Bedrohte Insektenwelt

Die Künstler bei der Arbeit
Quelle: Susanna Allmis-Hiergeist/Semor & Jack Lack
Zurück zum Braunen Bär, der mit weiteren Exemplaren bedrohter Insekten wie dem Weinschwärmer (Deilephila) ein zweites Mural des Künstlerduos am Bahnhaltepunkt UN Campus belebt. Der Braune Bär ist wie anfangs erwähnt ein an sich wehrhafter Falter. Bedroht sind er und seine in der Bahnunterführung gezeigten Kollegen durch die menschliche Zivilisation. Zum Verhängnis werden dem nächtlichen Jäger oft Lichtquellen, um die er orientierungslos herumflattert und so viel Kraft verliert. Neben dem unmittelbaren Tod wird er in erschöpftem Zustand auch leichter Beute seiner Fressfeinde. Mond- und Sternenlicht sind für Insekten wie dem Braunen Bär kein Problem. Aber die gängige Straßen- und Industriebeleuchtung mit hohen spektralen Blauanteilen machen den nachtaktiven Faltern stark zu schaffen.
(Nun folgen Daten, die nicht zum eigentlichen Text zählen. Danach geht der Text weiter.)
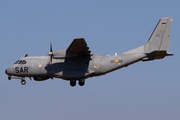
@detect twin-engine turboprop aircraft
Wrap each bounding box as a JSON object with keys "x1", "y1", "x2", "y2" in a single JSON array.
[{"x1": 5, "y1": 17, "x2": 173, "y2": 86}]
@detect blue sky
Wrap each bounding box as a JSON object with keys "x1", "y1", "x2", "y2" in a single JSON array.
[{"x1": 0, "y1": 0, "x2": 180, "y2": 120}]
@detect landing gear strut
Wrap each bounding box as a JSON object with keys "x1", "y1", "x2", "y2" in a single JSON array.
[
  {"x1": 70, "y1": 78, "x2": 76, "y2": 87},
  {"x1": 21, "y1": 79, "x2": 26, "y2": 85},
  {"x1": 8, "y1": 75, "x2": 11, "y2": 80},
  {"x1": 79, "y1": 78, "x2": 85, "y2": 86}
]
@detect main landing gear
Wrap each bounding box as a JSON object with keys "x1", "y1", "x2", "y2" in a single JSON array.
[
  {"x1": 8, "y1": 75, "x2": 26, "y2": 85},
  {"x1": 70, "y1": 78, "x2": 85, "y2": 87},
  {"x1": 21, "y1": 79, "x2": 26, "y2": 85}
]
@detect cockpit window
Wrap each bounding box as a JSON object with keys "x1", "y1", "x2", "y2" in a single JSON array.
[
  {"x1": 14, "y1": 60, "x2": 19, "y2": 64},
  {"x1": 14, "y1": 60, "x2": 26, "y2": 64}
]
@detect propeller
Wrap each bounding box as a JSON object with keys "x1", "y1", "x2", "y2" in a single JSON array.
[{"x1": 48, "y1": 43, "x2": 53, "y2": 71}]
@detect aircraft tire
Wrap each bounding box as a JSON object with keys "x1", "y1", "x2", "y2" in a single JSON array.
[
  {"x1": 21, "y1": 80, "x2": 26, "y2": 85},
  {"x1": 70, "y1": 79, "x2": 76, "y2": 87}
]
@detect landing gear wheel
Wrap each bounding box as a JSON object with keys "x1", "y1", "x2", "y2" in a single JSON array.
[
  {"x1": 21, "y1": 80, "x2": 26, "y2": 85},
  {"x1": 70, "y1": 79, "x2": 76, "y2": 87},
  {"x1": 79, "y1": 78, "x2": 85, "y2": 86}
]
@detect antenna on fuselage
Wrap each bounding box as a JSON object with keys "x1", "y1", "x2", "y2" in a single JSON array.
[{"x1": 24, "y1": 54, "x2": 28, "y2": 57}]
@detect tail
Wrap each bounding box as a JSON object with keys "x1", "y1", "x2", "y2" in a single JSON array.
[{"x1": 143, "y1": 17, "x2": 173, "y2": 61}]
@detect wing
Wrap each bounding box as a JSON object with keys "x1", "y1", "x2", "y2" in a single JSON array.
[{"x1": 67, "y1": 38, "x2": 91, "y2": 56}]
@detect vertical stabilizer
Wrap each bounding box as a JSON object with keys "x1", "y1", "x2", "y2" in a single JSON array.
[{"x1": 144, "y1": 17, "x2": 173, "y2": 53}]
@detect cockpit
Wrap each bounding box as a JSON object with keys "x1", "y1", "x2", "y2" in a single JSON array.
[{"x1": 14, "y1": 60, "x2": 26, "y2": 64}]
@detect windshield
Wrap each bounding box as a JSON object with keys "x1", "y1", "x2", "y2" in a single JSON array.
[{"x1": 14, "y1": 60, "x2": 26, "y2": 64}]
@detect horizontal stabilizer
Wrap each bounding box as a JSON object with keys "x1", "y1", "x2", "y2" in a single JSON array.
[{"x1": 142, "y1": 50, "x2": 174, "y2": 61}]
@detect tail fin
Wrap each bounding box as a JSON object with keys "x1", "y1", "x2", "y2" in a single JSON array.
[
  {"x1": 144, "y1": 17, "x2": 173, "y2": 61},
  {"x1": 145, "y1": 17, "x2": 173, "y2": 53}
]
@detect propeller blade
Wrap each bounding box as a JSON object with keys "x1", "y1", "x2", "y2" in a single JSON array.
[{"x1": 48, "y1": 43, "x2": 53, "y2": 71}]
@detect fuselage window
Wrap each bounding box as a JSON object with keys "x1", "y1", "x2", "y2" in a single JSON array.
[{"x1": 22, "y1": 60, "x2": 26, "y2": 64}]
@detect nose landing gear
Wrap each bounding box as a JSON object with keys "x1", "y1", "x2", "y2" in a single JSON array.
[{"x1": 70, "y1": 78, "x2": 85, "y2": 87}]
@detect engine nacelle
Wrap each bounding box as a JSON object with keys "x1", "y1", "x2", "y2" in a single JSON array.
[{"x1": 33, "y1": 77, "x2": 50, "y2": 81}]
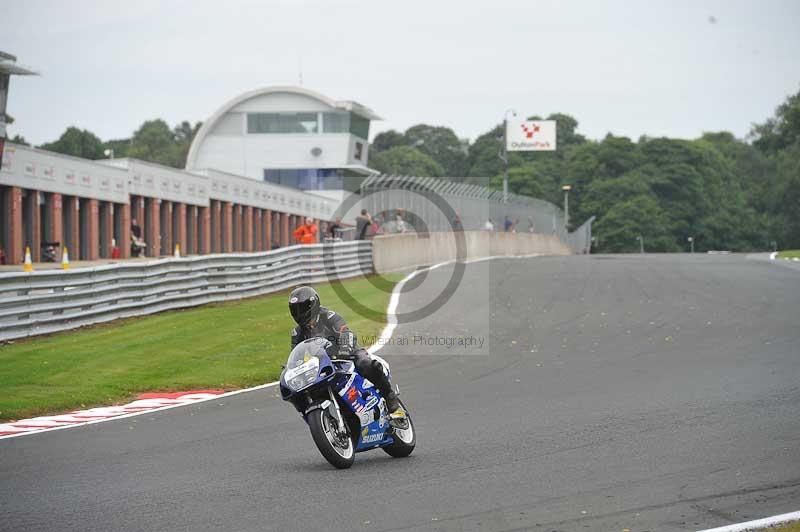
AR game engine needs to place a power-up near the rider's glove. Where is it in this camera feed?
[339,331,356,358]
[338,345,353,359]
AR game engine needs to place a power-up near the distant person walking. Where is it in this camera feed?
[292,217,318,244]
[328,217,342,238]
[131,218,147,257]
[356,209,372,240]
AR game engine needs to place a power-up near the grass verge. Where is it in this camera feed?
[0,275,402,421]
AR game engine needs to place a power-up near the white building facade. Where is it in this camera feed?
[186,86,380,191]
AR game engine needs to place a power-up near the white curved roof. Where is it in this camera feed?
[186,85,381,170]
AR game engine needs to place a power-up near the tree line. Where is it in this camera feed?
[370,92,800,253]
[10,119,203,168]
[11,86,800,253]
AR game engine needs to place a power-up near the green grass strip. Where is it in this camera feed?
[0,276,401,421]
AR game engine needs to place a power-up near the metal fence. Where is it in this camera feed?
[360,175,593,253]
[567,216,595,254]
[0,241,372,340]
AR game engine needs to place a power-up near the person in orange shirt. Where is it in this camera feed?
[292,218,317,244]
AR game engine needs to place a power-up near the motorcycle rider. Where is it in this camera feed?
[289,286,406,420]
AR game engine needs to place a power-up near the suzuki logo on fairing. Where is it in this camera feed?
[361,433,383,443]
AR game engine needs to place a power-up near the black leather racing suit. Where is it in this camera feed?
[292,307,397,410]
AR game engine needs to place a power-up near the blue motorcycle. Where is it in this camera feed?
[280,338,416,469]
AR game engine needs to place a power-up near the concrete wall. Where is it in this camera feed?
[372,231,572,273]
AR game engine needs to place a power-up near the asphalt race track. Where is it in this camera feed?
[0,254,800,532]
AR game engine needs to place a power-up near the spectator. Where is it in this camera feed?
[356,209,372,240]
[328,217,342,238]
[131,218,142,239]
[394,209,408,233]
[292,217,317,244]
[131,218,147,257]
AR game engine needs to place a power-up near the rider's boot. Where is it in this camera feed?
[384,385,406,425]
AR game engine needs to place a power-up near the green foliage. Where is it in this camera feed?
[370,146,444,177]
[405,124,467,177]
[0,276,401,420]
[40,119,202,168]
[370,129,406,154]
[595,194,680,253]
[752,92,800,155]
[40,126,105,159]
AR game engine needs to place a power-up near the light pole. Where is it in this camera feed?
[497,109,517,203]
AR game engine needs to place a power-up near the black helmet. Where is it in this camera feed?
[289,286,319,326]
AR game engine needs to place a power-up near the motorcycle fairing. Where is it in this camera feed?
[331,372,394,452]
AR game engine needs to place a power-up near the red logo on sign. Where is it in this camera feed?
[520,124,539,139]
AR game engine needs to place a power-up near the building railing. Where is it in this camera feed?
[0,241,372,341]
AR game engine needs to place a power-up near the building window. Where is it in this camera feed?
[264,168,343,190]
[322,113,350,133]
[247,113,319,133]
[350,113,369,140]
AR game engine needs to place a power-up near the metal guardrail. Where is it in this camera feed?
[0,241,372,341]
[359,175,594,253]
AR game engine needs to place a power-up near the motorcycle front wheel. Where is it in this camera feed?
[308,408,355,469]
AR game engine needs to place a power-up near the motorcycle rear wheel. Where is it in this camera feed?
[308,408,356,469]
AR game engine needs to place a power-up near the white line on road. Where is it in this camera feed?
[698,512,800,532]
[0,254,539,440]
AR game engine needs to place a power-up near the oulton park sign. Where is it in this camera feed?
[506,120,556,151]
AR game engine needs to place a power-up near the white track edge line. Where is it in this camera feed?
[698,511,800,532]
[0,253,540,440]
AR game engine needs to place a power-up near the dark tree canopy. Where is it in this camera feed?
[26,86,800,252]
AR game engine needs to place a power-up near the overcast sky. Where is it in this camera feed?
[0,0,800,144]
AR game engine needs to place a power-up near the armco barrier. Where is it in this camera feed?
[0,241,372,340]
[372,231,572,273]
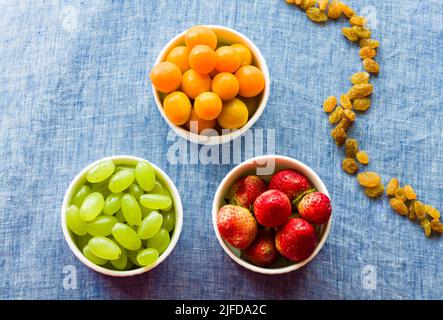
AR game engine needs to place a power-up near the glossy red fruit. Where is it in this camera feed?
[231,175,267,209]
[275,218,318,262]
[269,169,311,201]
[242,230,279,267]
[217,205,258,249]
[254,190,291,227]
[298,192,332,224]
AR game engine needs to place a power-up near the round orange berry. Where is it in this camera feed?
[181,69,211,99]
[166,46,190,73]
[149,61,182,93]
[163,91,192,126]
[215,46,241,73]
[211,72,239,101]
[235,66,265,98]
[189,44,216,74]
[185,26,217,50]
[194,92,223,120]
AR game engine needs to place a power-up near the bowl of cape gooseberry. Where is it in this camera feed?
[150,25,270,145]
[61,155,183,277]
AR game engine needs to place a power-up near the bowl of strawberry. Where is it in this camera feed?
[212,155,332,274]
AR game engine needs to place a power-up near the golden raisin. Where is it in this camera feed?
[340,2,355,18]
[341,158,358,174]
[340,94,352,109]
[352,26,371,38]
[329,106,343,123]
[352,98,371,111]
[357,171,381,188]
[318,0,329,11]
[394,187,408,202]
[386,178,400,197]
[365,183,385,198]
[328,0,342,19]
[306,7,328,22]
[359,38,380,49]
[389,198,409,216]
[358,47,377,59]
[341,28,358,42]
[363,58,380,73]
[356,151,369,165]
[348,83,374,100]
[350,71,369,84]
[425,205,440,219]
[323,96,337,113]
[403,184,417,200]
[345,139,358,158]
[343,109,357,122]
[420,218,432,238]
[349,15,366,26]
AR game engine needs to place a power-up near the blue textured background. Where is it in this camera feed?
[0,0,443,299]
Insektenfreundliche Beleuchtung fördern
Nächtliches dauerhaftes Kunstlicht ist ein Thema zum Beispiel bei Personenbahnhöfen der Deutschen Bahn. In Deutschland sind rund 5400 Bahnhöfe regelmäßig beleuchtet. Allein die Länge der beleuchteten Bahnsteige summiert sich auf circa 1900 Kilometer.
Hier setzt das Projekt BALIN an. Das Akronym steht für „Insektenschutz an Bahnhöfen durch insektenfreundliche Beleuchtung“. Das Vorhaben wurde im Januar 2021 mit Forschungsmitteln des Umweltministeriums auf die Schiene gesetzt. Konsortialpartner im Projekt sind das Deutsche Zentrum für Schienenverkehrsforschung (DZSF) beim Eisenbahn-Bundesamt, das LIB am Museum Alexander Koenig und die DB Station&Services.
Ziel ist es, durch Maßnahmen wie Einsatz von alternativen Lichtquellen, anderer Spektralverteilung des Lichts, Verwendung von Bewegungsmeldern und Dimm-Einrichtungen die Anziehungswirkung von Bahnhöfen auf Insekten zu verringern. Auch eine bessere Abschirmung der Leuchten kann hilfreich sein. An sechs Bahnhöfen im Naturpark Westhavelland, die in einer ziemlich dunklen Region liegen, wird ein vergleichendes Monitoring mit aktueller Beleuchtung und mit umgerüsteten Lichtquellen durchgeführt. Vorläufige Ergebnisse zeigen, dass die als weniger insektenanziehend entwickelte Leuchte erste vielversprechende Tendenzen aufweist. Mitte 2025 sollen wissenschaftlich verifizierte Aussagen vorliegen.
Lernort Fassadenkunst

Schulklassenausflug zum Haltepunkt UN Campus
Quelle: Cornelia Greve/ Semor & Jack Lack
Die Visualisierung der bedrohten Insektenwelt bietet die Möglichkeit, auch Kinder und Jugendliche an die Thematik heranzuführen. Noch während die Künstler mit Batterien von Farbdosen auf langen Leitern am Werk arbeiteten, bekamen sie Besuch aus Siegburg. Eine 4. Klasse der Hans Alfred Keller-Schule machte einen besonderen Ausflug nach Bonn. Fasziniert hörten die Schülerinnen und Schüler Kai Niederhausen zu, der ihnen die großen Wandbilder und die im Licht taumelnden verletzlichen Insekten erklärte. Die Klasse möchte das Thema auf jeden Fall im Rahmen des an der Schule eingeführten Frei-Day weiter verfolgen. Dem Thema „Bildung für nachhaltige Entwicklung“ wird sich die kommende BUZ in einem ausführlichen Schwerpunkt widmen.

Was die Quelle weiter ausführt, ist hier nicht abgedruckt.